Multiple-comparison correction across all RSNs

The need for correction, and correction via Bonferroni

Warning: The corrected p-values output by the final randomise (corrp) are fully corrected for multiple comparisons across voxels, but only for each RSN in its own right, and only doing one-tailed testing (for t-contrasts specified in design.con).

This means that if you test (with randomise) all components found by the initial group-ICA, and you do not have a prior reason for only considering one of them, you should correct your corrected p-values by a further factor. For example, let's say that your group-ICA found 30 components, and you decided to ignore 18 of them as being artefact. You therefore only considered 12 RSNs as being of potential interest, and looked at the outputs of randomise for these 12, with your model being a two-group test (controls and patients).
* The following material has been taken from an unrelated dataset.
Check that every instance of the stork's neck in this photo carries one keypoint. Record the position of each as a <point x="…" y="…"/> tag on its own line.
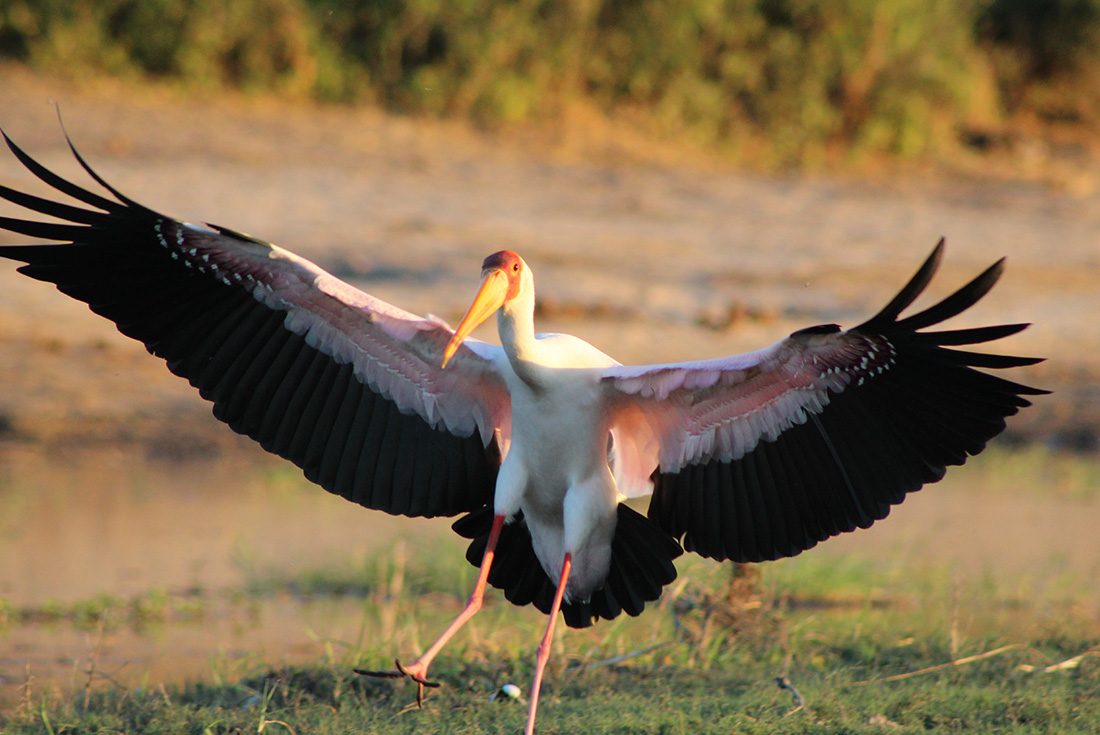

However, you didn't know whether you were looking for increases or decreases in RSN connectivity, and so you ran the two-group contrast both ways for each RSN. In this case, instead of your corrected p-values needing to be <0.05 for full significance, they really need to be < 0.05 / (12 * 2) = 0.002 !

FAQ

What does it mean if I find a dual-regression result outside a given RSN?

For example, if you have two groups of subjects (patients and controls), did a group-ICA on the basis of all subjects from both groups, and then run dual-regression. You then did a two-group t-test using the spatial maps output by dual-regression, and found a significant difference for one of the RSNs. However, what does it mean if the voxels showing a significant difference are not "within" the (group-average) ICA map for that RSN? This is not necessarily indicative of a problem at all (as long as it's in grey matter!). It just means that the "connectivity" of this area with the main regions of this RSN is different in the two groups, despite on average (across both groups) not being strongly connected. For example, this area might have a weak positive correlation with the main areas of this RSN in the control group, and a weak negative correlation in the patient group.